光が収まった後、指には可愛らしいデザインの小さな宝石が付いたピンキーリングが嵌っていた。
「「「「 えっ!!!! 」」」」
思ってもいなかった現象、一同絶句する。
一番最初に口を開いたのはミリアだった。
「指輪に変わった.....と言う事ですか?」
「分からない.....けれど剣が消えて指輪が現れたから、そうなのかなぁ?」
僕は指輪を見ながら答えるが、それよりも中指に嵌っていた指環に目が行って考える。
そう言えば、この世界に迷い込んだ切っ掛けはこの指環だ。
ボーっと考えているとクリスが不安げに聞いてくる。
「マコちゃんどうする?」
聞かれて思い出す。
指輪に変わったが、もともと大剣の所有者はイスドール家だ。
しかも勝手に指輪に変えてしまった。
取り敢えず指輪を返す?と思い指から抜こうとするが。
「ん?抜けない!」
「指輪に変わったんだから剣にも出来るんじゃ無い?」
クリス、ナイス!と思いながら、でも、どうやるの?
念じれば良い?呪文?取り敢えず声に出さずに剣になれ!と思ってみる。
すると指輪に気力?血液では無い何かが吸われる感覚、これがもしかして魔力!?
と思っていると左手に剣が現れた。
「できた!あれ?小さい?」
僕の身長からするとロングだが、元々あった大剣からは程遠いショートソードになっている。

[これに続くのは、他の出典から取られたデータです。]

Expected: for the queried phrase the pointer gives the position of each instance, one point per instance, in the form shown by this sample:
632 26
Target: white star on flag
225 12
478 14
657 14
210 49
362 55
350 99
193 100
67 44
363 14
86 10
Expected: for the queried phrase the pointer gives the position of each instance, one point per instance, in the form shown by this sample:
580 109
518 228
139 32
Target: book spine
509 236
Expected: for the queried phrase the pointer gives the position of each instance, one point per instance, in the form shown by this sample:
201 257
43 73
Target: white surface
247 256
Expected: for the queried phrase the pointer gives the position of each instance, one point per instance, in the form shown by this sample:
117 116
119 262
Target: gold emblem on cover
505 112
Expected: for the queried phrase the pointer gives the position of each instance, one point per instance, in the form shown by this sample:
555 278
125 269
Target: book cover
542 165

意匠はそのままに小さくなった剣が僕の左手に握られていた。
「えっと、見せて貰っても?」
ミリアが剣に手を伸ばして来たので渡そうと手を離した瞬間。
剣はまた光って指輪に戻った。
何度か剣にしたり指輪にしたりを繰り返し、僕以外に手にする事が出来ない事が分かると、ミリアが。
「取り敢えず、マコトがお持ちになってて下さい、お父様とお母様には、私から言っておきます」
今まで邪魔者扱いしていた物だから、大した話にはならないだろうと言ってミリアは、その場を収める。
すると今度はクリスが窓の方を見て焦り出した。
「マコちゃん!ヤバイ!そろそろお客さん達帰って来るよ?」
色々あって遅くなっていた事に気付く、もうすぐ宿の夕食の手伝いの時間になる。
ミリアに宿の仕事の事を言ってお暇する事を告げる。
「クリス着替えないと!」
「いいよ!このまま帰ろう!時間ないよ?」
なんだかクリスの策略通りな気がしてメイド服は着替えたかったが、本当に時間が無い。
ミリアが宿の制服は後日届けると言ってくれたので、そのまま宿屋に走って帰った。